Knob of butter or tbsp of olive oil

120g of risotto rice 750ml of vegetarian stock (you may not need all of it)

Handful of frozen peas

Handful of fresh spinach, or a couple of lumps of frozen

Vegetarian-style parmesan

Sea salt

Black pepper

Finely chop the leek and soften in the butter or oil. Add the rice and stir to coat it. Once it starts crackling, add the stock gradually. Stir often to stop the rice sticking.

Once the rice is almost cooked (keep testing it), throw in the peas and spinach – and remember that if you’re using frozen spinach that it will release liquid. Once the liquid is absorbed and the vegetables cooked, remove from the heat and season with salt and black pepper.

If you’re vegetarian, add the parmesan substitute; if you’re vegan, try some nutritional yeast flakes. You can add a knob of butter or vegan spread to make the dish even more creamy. Let the risotto rest for a few minutes, then serve.

Recipe: Butternut squash risotto with goat’s cheese and thyme


Please welcome a guest blogger to Two Fat Vegetarians today. Dave Remes is a lecturer at Birmingham City University, a freelance photographer and videographer and a father to three hungry kids! He is fanatical about food flavour combinations and has an idea for a community food programme that will hopefully go into production by the end of this year.

His recipe for us is a delicious risotto that’s just perfect for chilly autumn suppers. Thanks to Dave for this, and for the photo …


Half of a medium red onion finely sliced and diced
A good sized, whole head of garlic halved
Half a small goat’s cheese or more if you like it stronger in flavour!
Half of a medium sized butternut squash (I used the top end so didn’t need to deseed) cut into smallish chunks.
Half a pack of Arborio Risotto rice (a whole pack should feed 4-5)
A few sprigs of fresh thyme
Handful of parmesan cheese freshly grated
1 litre of good vegetable stock
1 Tablespoon of olive oil for the squash
1 knob of butter and a little olive oil for the risotto
Glass of white wine or Vermouth

Turn the oven to 200°/gas mark 4 and lightly coat the butternut squash chunks in olive oil and season with salt and pepper (Maldon sea salt flakes are good as you don’t need as much to add flavour)

Halve the head of garlic, retaining the outer skin layers, and lightly rub olive oil on both sides over the cut segments. Place the two halves in the oven skin side down.

Place the squash in a roasting tin and place in the oven with the garlic for about 30 minutes (the squash will cook quicker so keep an eye on it).

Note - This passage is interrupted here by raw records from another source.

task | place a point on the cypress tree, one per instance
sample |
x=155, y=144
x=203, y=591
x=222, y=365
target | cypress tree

After they have been roasting for 15 minutes, start the risotto.

Fry the onion in a knob of butter, with a small dash of olive oil to stop it burning, in a large frying pan until translucent.

Add the risotto rice and stir into the onion for about a minute to coat the rice all over. Add the glass of wine and keep stirring to burn off the alcohol., and when this starts to dry up a little turn the heat down fairly low and start ladling a spoonful of stock every few minutes over the rice.

The idea is to wait for each ladle full to get soaked up into the rice before adding the next. Make sure that you keep stirring every so often to agitate the starch in the rice.

(Before the next stage add a large ladle of stock to give you time in between stirs so the risotto doesn’t dry up).

After 30 minutes take the squash out of the oven and pour into a food processor. Take the two halves of the garlic and with a spoon put the sticky, roasted garlic into the processor too.

Add about a teaspoon of fresh thyme to the processor, along with half a ladle of stock, or just enough to loosen up the mixture. Blitz until a fairly smooth consistency is achieved and set to one side.

The stock should be more or less used up by now – the consistency should look a bit porridge-like, but the rice should still have some bite to it.

Take the pan off the heat and stir in the butternut squash mixture until the risotto looks a deep orange colour and crumble in the goat’s cheese until mixed throroughly. Add a handful of grated parmesan cheese and maybe a splash of olive oil to serve.